In any event, since four votes are needed to accept a case for consideration by the court, Breyer and Ginsburg would need two more justices to join them in support of hearing a case directly challenging the death penalty.
Fellow liberal justices Sonia Sotomayor and Elena Kagan also dissented in the Oklahoma case, but neither joined Breyer’s opinion.
The court’s conservatives would be expected to uphold the death penalty, with Justice Anthony Kennedy, a conservative appointed by President Ronald Reagan, likely to be the swing vote. He joined liberals in the majority in 2002, when the court banned death sentences for the mentally disabled, and in a 2005 case in which the court said that people sentenced to death for offenses committed as juveniles could not be executed. But he voted with his fellow conservatives in June’s lethal injection case.
Some death penalty experts have suggested that Breyer’s dissent in the Oklahoma case may have been carefully aimed. He was “writing not just for the public, but for Justice Kennedy,” said Robert Dunham, executive director of the Death Penalty Information Center, a nonprofit that tracks the issue and does not take a stand on whether capital punishment should be abolished.
NIBBLING AROUND THE EDGES
Although death penalty opponents are now on alert that Breyer and Ginsburg are interested in a case that squarely attacks the death penalty, it could take time for the right case to come to the court. In the meantime, if the court-watchers’ interpretations of Breyer and Ginsburg’s moves this summer are accurate, the justices will likely continue to consider more discrete legal issues that nibble around the edges of the bigger constitutional question.
The case this fall most likely to attract public attention to capital punishment involves allegations of prosecutorial misconduct in Georgia. In that case, a black man, Timothy Foster, was sentenced to death by an all-white jury, and the question before the Supreme Court will be whether prosecutors unlawfully struck potential black members of the jury. [ID: nL1N0YH22B]
Two other cases scheduled for the session will focus on narrower, state-specific issues concerning the death penalty process in Kansas and Florida.
The high court has not seriously debated the constitutionality of the death penalty since the 1970s.

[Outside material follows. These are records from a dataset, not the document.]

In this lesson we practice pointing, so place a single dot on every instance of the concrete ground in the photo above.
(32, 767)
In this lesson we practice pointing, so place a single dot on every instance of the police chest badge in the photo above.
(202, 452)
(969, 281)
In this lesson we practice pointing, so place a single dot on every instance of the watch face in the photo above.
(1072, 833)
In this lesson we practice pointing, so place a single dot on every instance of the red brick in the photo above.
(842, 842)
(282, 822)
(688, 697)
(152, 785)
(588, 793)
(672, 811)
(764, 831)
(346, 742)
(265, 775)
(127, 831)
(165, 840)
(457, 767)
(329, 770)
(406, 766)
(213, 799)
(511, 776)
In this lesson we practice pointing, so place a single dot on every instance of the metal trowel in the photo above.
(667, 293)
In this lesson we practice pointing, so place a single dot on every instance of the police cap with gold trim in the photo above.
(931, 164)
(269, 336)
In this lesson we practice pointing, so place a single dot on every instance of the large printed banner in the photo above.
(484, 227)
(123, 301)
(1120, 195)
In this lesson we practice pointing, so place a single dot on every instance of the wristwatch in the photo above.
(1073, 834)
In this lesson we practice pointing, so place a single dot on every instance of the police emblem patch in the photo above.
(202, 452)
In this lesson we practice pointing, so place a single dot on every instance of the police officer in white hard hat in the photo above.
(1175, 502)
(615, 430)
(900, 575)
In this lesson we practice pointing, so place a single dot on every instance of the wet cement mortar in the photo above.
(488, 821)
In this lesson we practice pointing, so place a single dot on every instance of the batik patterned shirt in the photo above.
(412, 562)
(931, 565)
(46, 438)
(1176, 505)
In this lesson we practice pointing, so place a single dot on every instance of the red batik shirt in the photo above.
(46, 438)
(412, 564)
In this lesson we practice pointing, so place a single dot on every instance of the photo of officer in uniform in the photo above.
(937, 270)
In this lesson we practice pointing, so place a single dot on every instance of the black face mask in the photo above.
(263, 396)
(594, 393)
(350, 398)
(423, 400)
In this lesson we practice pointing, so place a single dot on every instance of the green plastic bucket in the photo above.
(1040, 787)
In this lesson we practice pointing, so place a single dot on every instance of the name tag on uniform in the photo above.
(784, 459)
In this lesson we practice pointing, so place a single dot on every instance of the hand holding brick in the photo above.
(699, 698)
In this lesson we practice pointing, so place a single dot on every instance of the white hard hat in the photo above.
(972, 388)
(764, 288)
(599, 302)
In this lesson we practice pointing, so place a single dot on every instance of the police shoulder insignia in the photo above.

In 1972, the justices effectively suspended it in the landmark Furman v. Georgia decision, ruling that the punishment was being imposed unconstitutionally. But the decision allowed states to re-write their laws to address the problem. Within four years, the court had approved new standards for death penalty cases, saying that, if states conformed to them, the punishment was constitutional.
The death penalty is on the books in 31 states, and the federal government also authorizes the punishment in cases it prosecutes.
There are signs that the U.S. public is turning away from the death penalty. The number of death sentences imposed fell to a 20-year low in 2014, according to the Death Penalty Information Center.
The high-profile ruling in June, Glossip v. Gross, came at a time of increased focus on the death penalty following several botched executions. The lead plaintiff in that case, convicted murderer Richard Glossip, received a last minute stay from the Oklahoma Court of Criminal Appeals on Sept. 16, after filing new court papers claiming his innocence. His execution has since been rescheduled for Sept. 30 absent further court intervention.